Responding to the worsening recession will require a massive program of public expenditure. The scale of the economic crisis requires a commensurate public outlay. Economists Dean Baker and Mark Weisbrot of the Center for Economic and Policy Research suggest additional U.S. spending of more $300 billion to $400 billion, and even more may quite possibly be required.
Of course, these astronomical sums seem more digestible after Congress agreed to spend $700 billion on the Wall Street bailout, but they will require a break from misguided prevailing orthodoxy** about the importance of balanced budgets.

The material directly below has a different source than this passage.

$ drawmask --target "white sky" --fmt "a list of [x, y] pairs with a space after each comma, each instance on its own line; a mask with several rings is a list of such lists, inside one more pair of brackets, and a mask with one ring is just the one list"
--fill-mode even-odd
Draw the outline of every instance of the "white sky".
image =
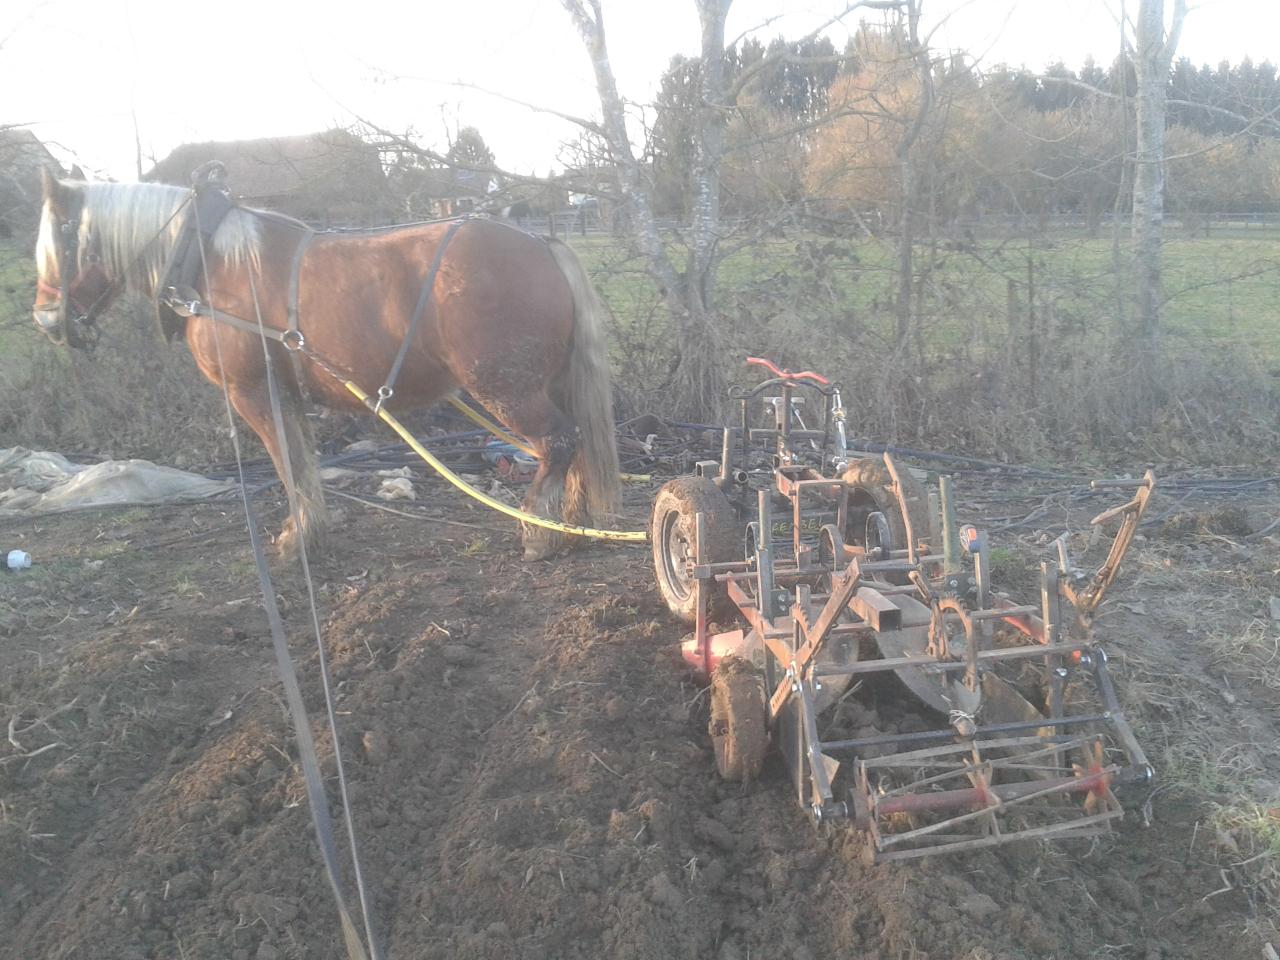
[[[603, 2], [619, 88], [646, 102], [673, 54], [697, 52], [693, 0]], [[1123, 2], [1132, 15], [1137, 0]], [[926, 0], [925, 15], [935, 46], [986, 63], [1078, 66], [1092, 54], [1105, 65], [1119, 48], [1121, 3]], [[727, 36], [802, 36], [844, 5], [736, 0]], [[1193, 7], [1180, 54], [1280, 63], [1280, 0]], [[831, 31], [837, 45], [856, 25]], [[474, 125], [499, 164], [536, 172], [559, 166], [573, 128], [455, 84], [598, 113], [590, 63], [558, 0], [0, 0], [0, 44], [0, 123], [30, 123], [66, 148], [55, 152], [121, 179], [134, 175], [131, 110], [144, 169], [182, 142], [307, 133], [360, 115], [436, 145], [446, 128]]]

It’s not that hard to figure out where these funds should go. They should expand unemployment insurance, and support state and local governments experiencing major revenue shortfalls as tax collections decline because of reduced economic activity. And they should be invested to meet pressing infrastructure and especially transformative clean energy needs.
It is conventional wisdom that infrastructure investments take too long to organize to be responsive to an economic slowdown. But many projects can be quickly and easily jumpstarted; the depth of the recession means that government stimulus will be needed for some time; and, with sufficient political will, even major energy projects — first among them, a major retrofitting of old buildings to increase energy efficiency — can be initiated quickly.
To succeed, Obama will have to deliver more aggressive policies than those on which he campaigned. Obama campaigned on a platform of a $50 billion “jumpstart” to the economy; a $150 billion investment over 10 years in energy and green technology; and $60 billion over 10 years for a transportation infrastructure investment bank.
These amounts are not close to sufficient. But there was evidence in the last months of the campaign that the Obama team perceives the depth of the crisis, and the absence of alternatives to major public expenditures.
In his book Obama’s Challenge, economic journalist Robert Kuttner rightfully argues that the choice for Obama is to be bold or to fail.
“On the recovery front, a failure to mount a program of large-scale public outlay would leave the economy in a self-deepening recession. And a program that continued the Bush administration’s ad hoc bailouts of failing banks without radical regulatory reform would simply invite the next round of bubbles, crashes and bailouts. As financial conditions worsen and ordinary business profits dwindle, the economic goes into a classic, self-deepening downward spiral.” This particular recession is more serious than most because of the collapse of housing prices, the financial crisis and the massive indebtedness of families and many businesses.
The choice, he argues, is transformation or stagnation.
Kuttner emphasizes the importance of leadership. He reads into Obama great potential for shifting ideological frameworks, and preparing the country for transformative economic initiatives.
Leadership will undoubtedly be important, especially in the early days of the administration.
But equally significant in the short-term — and more important over time — will be public demands. The Obama campaign generated an outpouring of civic energy not witnessed in the United States for two generations. The millions of people who invested their time and hope in Barack Obama now owe it to themselves and to Obama to invest more — this time to demand that he be all they hoped, and all the country and the world desperately need.
* For those not familiar with the reference, Mordor is the realm of the evil Sauron in J.R. Tolkien’s Lord of the Rings.
** Even as I prepare to post this column, NPR’s Steve Inskeep is asking Nevada Senator Harry Reid which of Obama’s stated priorities he’ll have to abandon, given fiscal pressures, or whether he’ll just trim all of them.